Token Cost Efficiency
It’s the last day of Q2 2026.
A friend in Tokyo just told me he reduced token expenditure by 5x maintaining development outcome.
If I was to pick a hot AI topic leading into Q3 2026. It would most certainly be token efficiency.
At TiviTi we also reduced spend maintaining development outcome.
That’s right;
A simple workflow efficiency improving development outcome reducing token usage by 50%.
Most engineers use frontier models to write, evaluate and test code.

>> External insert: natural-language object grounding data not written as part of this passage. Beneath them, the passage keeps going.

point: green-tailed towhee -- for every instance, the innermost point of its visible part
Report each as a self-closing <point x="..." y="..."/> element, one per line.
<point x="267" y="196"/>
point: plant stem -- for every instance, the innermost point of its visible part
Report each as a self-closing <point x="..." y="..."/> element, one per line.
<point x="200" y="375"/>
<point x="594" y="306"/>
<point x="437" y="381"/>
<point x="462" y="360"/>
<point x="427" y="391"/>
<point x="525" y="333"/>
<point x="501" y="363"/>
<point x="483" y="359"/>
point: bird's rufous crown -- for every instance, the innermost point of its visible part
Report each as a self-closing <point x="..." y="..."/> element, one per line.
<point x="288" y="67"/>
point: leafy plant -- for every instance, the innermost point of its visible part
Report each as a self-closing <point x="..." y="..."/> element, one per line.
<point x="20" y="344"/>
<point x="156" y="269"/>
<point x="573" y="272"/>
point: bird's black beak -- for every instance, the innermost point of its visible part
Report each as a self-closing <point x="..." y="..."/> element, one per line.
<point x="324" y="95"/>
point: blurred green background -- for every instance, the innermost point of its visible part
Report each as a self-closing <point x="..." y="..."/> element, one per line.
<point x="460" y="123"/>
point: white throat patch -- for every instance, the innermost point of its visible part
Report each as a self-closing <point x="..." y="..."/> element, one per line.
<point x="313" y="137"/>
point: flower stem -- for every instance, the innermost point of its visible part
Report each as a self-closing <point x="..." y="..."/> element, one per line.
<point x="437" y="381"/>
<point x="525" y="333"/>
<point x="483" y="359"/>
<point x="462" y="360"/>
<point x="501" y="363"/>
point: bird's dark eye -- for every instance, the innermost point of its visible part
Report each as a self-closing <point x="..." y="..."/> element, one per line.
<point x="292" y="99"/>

All foundation level providers;
- OpenAI
- Anthropic
Currently offer a breadth of very capable models at lower cost tiers.
A typical developer might spend time like this;
- 30% development
- 30% evaluation and review
- 40% testing
For evaluation, review and testing we found that using lower tier models saved time and token usage.
Models respond much faster. Response quality is on par or very close to frontier capability.
The current, “lower tier models”, built most of the hype.
Sonnet, GPT-5, Gemini 2.5. Very capable.
Much of the market strain on frontier providers is mapping the models to more challenging use cases.
I.e. Scientific discovery etc. That’s not comparable in terms of complexity to coding tasks.
Measuring, visualizing and optimizing token expenditure will help you save money.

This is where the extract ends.